The Slovenian cabinet adopted on Thursday, 14 September a package of legislation that makes up its recently-unveiled tax reform, the main aim of which is to simplify tax procedures and lower the tax burden on businesses
The cabinet made some last-minute tweaks to the documents. While it stuck to its original proposal to replace the five tax brackets with three, it raised the top tax bracket (earning of above EUR 13,600 a year) for income tax by 2 percentage points to 41%.
Moreover, it lowered the middle income tax bracket (between EUR 6,800 and EUR 13,600) by a percentage point to 27%. The lowest tax bracket (earning up to EUR 6,800) was left unchanged at 16%.

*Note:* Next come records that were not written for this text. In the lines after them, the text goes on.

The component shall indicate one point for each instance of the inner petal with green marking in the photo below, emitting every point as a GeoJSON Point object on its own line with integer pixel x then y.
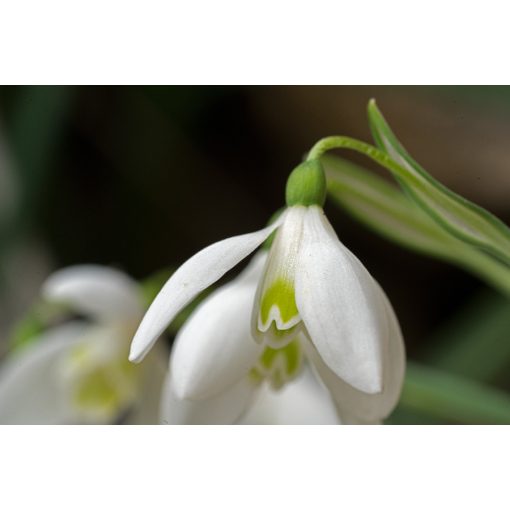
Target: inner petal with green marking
{"type": "Point", "coordinates": [279, 366]}
{"type": "Point", "coordinates": [100, 383]}
{"type": "Point", "coordinates": [277, 319]}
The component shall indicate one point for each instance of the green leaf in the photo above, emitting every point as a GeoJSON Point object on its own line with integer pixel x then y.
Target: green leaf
{"type": "Point", "coordinates": [391, 213]}
{"type": "Point", "coordinates": [451, 398]}
{"type": "Point", "coordinates": [462, 218]}
{"type": "Point", "coordinates": [475, 343]}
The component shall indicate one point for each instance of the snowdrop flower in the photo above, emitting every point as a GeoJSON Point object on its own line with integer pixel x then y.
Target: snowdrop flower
{"type": "Point", "coordinates": [309, 299]}
{"type": "Point", "coordinates": [78, 372]}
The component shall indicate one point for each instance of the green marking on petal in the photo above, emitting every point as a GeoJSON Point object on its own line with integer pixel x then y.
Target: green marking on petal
{"type": "Point", "coordinates": [107, 389]}
{"type": "Point", "coordinates": [280, 294]}
{"type": "Point", "coordinates": [279, 366]}
{"type": "Point", "coordinates": [97, 390]}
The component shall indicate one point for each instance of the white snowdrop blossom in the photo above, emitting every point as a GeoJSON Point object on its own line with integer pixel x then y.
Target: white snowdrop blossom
{"type": "Point", "coordinates": [308, 309]}
{"type": "Point", "coordinates": [78, 372]}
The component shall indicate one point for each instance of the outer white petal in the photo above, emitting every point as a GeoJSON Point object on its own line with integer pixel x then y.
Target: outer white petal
{"type": "Point", "coordinates": [195, 275]}
{"type": "Point", "coordinates": [29, 389]}
{"type": "Point", "coordinates": [215, 348]}
{"type": "Point", "coordinates": [356, 406]}
{"type": "Point", "coordinates": [102, 292]}
{"type": "Point", "coordinates": [339, 303]}
{"type": "Point", "coordinates": [303, 401]}
{"type": "Point", "coordinates": [223, 409]}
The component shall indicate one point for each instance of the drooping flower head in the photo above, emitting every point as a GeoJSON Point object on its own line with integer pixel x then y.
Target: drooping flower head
{"type": "Point", "coordinates": [310, 298]}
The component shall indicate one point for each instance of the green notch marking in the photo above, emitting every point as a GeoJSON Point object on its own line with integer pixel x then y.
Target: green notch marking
{"type": "Point", "coordinates": [280, 294]}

The government also decided to add a new provision to the proposed corporate income tax law with which the tax rate would first be cut from 25% to 23% in 2007 and then fall by a percentage point a year until it hits 20% in 2010. In its original proposal the rate was set at 23%.
Finance Minister Andrej Bajuk said the decision to tweak the tax brackets was taken by the government on the basis of the proposals it got from interested parties.

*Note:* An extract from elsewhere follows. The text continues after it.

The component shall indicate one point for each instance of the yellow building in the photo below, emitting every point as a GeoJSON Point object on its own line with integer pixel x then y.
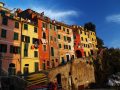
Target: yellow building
{"type": "Point", "coordinates": [65, 41]}
{"type": "Point", "coordinates": [30, 56]}
{"type": "Point", "coordinates": [93, 40]}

The general tax relief (which all taxpayers are entitled to) will increase by 11% to EUR 2,800. All other types of relief except for children and the disabled have been eliminated.
Bajuk reiterated that revenues from personal income tax would be SIT 35bn (EUR 145.5m) lower per year as a result of the changes. He said the shortfall would be offset through lower public spending and higher economic growth. If this is not enough VAT will have to be increased.

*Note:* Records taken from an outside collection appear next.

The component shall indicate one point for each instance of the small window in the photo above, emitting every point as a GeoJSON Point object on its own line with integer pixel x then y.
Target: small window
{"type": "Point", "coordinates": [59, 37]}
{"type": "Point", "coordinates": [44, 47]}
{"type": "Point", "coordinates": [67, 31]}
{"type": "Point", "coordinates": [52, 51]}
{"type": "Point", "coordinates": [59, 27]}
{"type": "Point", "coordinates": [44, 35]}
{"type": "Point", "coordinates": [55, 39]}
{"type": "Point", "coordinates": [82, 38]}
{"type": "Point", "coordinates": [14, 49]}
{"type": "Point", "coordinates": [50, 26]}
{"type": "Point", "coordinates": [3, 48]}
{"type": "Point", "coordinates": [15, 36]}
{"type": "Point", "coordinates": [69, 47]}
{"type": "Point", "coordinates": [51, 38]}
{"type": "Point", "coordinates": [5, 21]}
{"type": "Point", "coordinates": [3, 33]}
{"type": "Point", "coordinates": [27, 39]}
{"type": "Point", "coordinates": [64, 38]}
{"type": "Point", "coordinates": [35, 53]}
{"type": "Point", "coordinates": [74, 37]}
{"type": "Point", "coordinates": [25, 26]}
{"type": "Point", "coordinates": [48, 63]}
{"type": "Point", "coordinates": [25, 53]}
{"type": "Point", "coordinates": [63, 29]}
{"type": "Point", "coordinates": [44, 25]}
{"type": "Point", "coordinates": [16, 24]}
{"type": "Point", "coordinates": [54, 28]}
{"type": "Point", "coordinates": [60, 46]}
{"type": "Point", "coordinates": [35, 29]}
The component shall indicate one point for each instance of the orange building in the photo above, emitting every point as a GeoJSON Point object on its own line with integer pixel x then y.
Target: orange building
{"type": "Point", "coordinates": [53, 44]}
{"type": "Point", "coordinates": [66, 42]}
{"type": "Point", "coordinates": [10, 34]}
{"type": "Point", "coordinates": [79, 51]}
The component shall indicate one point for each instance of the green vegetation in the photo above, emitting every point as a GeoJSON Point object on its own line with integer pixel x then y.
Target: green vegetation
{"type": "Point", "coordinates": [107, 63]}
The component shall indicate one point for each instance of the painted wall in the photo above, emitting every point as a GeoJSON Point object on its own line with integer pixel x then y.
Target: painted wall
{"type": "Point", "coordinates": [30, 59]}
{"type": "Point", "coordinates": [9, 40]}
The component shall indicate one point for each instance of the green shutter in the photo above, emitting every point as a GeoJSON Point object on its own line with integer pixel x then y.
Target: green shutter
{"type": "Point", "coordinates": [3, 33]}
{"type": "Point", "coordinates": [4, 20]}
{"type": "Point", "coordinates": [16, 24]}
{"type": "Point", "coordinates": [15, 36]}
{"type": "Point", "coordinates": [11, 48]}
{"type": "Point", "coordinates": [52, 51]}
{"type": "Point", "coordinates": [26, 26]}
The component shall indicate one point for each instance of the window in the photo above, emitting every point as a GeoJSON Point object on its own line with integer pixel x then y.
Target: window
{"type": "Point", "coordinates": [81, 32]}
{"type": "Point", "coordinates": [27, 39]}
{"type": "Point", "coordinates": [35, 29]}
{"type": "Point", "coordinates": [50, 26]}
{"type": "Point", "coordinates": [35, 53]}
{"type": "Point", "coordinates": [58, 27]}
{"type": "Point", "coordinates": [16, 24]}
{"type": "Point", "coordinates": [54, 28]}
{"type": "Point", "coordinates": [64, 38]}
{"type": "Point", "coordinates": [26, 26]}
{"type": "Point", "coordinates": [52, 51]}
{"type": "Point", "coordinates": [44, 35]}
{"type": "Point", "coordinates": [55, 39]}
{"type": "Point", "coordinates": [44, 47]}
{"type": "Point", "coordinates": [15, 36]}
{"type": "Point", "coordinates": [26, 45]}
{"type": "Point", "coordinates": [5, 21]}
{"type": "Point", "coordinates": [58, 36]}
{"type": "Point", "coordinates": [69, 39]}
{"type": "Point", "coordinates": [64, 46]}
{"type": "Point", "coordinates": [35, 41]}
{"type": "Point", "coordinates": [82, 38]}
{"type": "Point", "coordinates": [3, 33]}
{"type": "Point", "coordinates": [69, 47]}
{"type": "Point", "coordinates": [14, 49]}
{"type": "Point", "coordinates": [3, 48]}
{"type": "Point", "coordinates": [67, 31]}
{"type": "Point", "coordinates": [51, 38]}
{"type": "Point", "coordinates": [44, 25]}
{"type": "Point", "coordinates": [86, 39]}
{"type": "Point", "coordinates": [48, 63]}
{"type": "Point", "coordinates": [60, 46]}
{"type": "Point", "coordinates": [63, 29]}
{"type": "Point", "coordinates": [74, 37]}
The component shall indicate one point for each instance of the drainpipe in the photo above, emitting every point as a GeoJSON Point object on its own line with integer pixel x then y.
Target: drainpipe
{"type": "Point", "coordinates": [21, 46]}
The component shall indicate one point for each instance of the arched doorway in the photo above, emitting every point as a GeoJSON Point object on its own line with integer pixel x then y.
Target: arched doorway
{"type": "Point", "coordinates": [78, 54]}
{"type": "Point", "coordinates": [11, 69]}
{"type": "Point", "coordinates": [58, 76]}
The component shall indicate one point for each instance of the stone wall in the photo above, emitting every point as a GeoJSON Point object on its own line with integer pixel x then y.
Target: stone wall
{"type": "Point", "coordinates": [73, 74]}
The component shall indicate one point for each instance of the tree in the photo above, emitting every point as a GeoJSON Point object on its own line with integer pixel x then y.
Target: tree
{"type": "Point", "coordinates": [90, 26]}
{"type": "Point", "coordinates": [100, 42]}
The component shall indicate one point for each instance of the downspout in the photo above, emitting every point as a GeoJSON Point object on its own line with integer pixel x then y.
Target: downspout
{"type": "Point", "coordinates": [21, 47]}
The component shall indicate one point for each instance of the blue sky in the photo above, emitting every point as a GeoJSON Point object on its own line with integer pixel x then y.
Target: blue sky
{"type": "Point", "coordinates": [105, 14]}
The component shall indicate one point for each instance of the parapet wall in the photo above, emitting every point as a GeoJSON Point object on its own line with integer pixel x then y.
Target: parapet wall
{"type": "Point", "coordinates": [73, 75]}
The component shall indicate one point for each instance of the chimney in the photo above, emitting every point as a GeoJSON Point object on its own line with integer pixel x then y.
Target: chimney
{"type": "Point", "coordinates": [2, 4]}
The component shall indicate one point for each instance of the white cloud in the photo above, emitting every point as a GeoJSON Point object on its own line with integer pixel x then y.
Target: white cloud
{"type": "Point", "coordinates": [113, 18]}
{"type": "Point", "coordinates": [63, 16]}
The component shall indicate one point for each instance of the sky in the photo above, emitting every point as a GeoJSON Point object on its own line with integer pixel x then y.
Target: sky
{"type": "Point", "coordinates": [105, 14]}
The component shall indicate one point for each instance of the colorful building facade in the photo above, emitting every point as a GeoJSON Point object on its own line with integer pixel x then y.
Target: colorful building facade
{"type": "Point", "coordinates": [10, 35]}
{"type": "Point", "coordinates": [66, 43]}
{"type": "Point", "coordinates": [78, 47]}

Meanwhile, Finance Ministry State Secretary Andrej Sircelj said that the proposal ensures that no taxpayer will be worse off than under the current legislation.
As far as its decision to introduce further cuts in corporate income tax, albeit gradual, Bajuk said the measure was aimed at showing that the government was serious about promoting enterprise and foreign investment.
The Finance Ministry also said that the latest package included extensive measures to simplify tax procedures in the country by reducing red tape at all steps.
Apart from the income tax and corporate income tax laws, the government also adopted changes to the VAT act, changes to the property tax act, changes to the tax procedure act, changes to the tax on inheritance and presents act and the changes to tax on vessels act.
Slovenia's largest trade union has welcomed the government's decision to raise the rate of the highest income tax bracket. The Association of Free Trade Unions of Slovenia (ZSSS) said in Thursday's press statement that this was in line with its expectations and represented a guarantee that VAT rates would not be increased in the future.
Meanwhile, the Chamber of Commerce and Industry has said that the introduction of a gradual reduction of the corporate income tax rate was welcome news but that the government still did not go far enough in alleviating the tax burden on businesses. In its opinion, the 20% corporate income tax rate should be implemented as of 2007.
The government plans for the package to enter into force as of 1 January 2007. This would mean that parliament would have to pass the laws in November.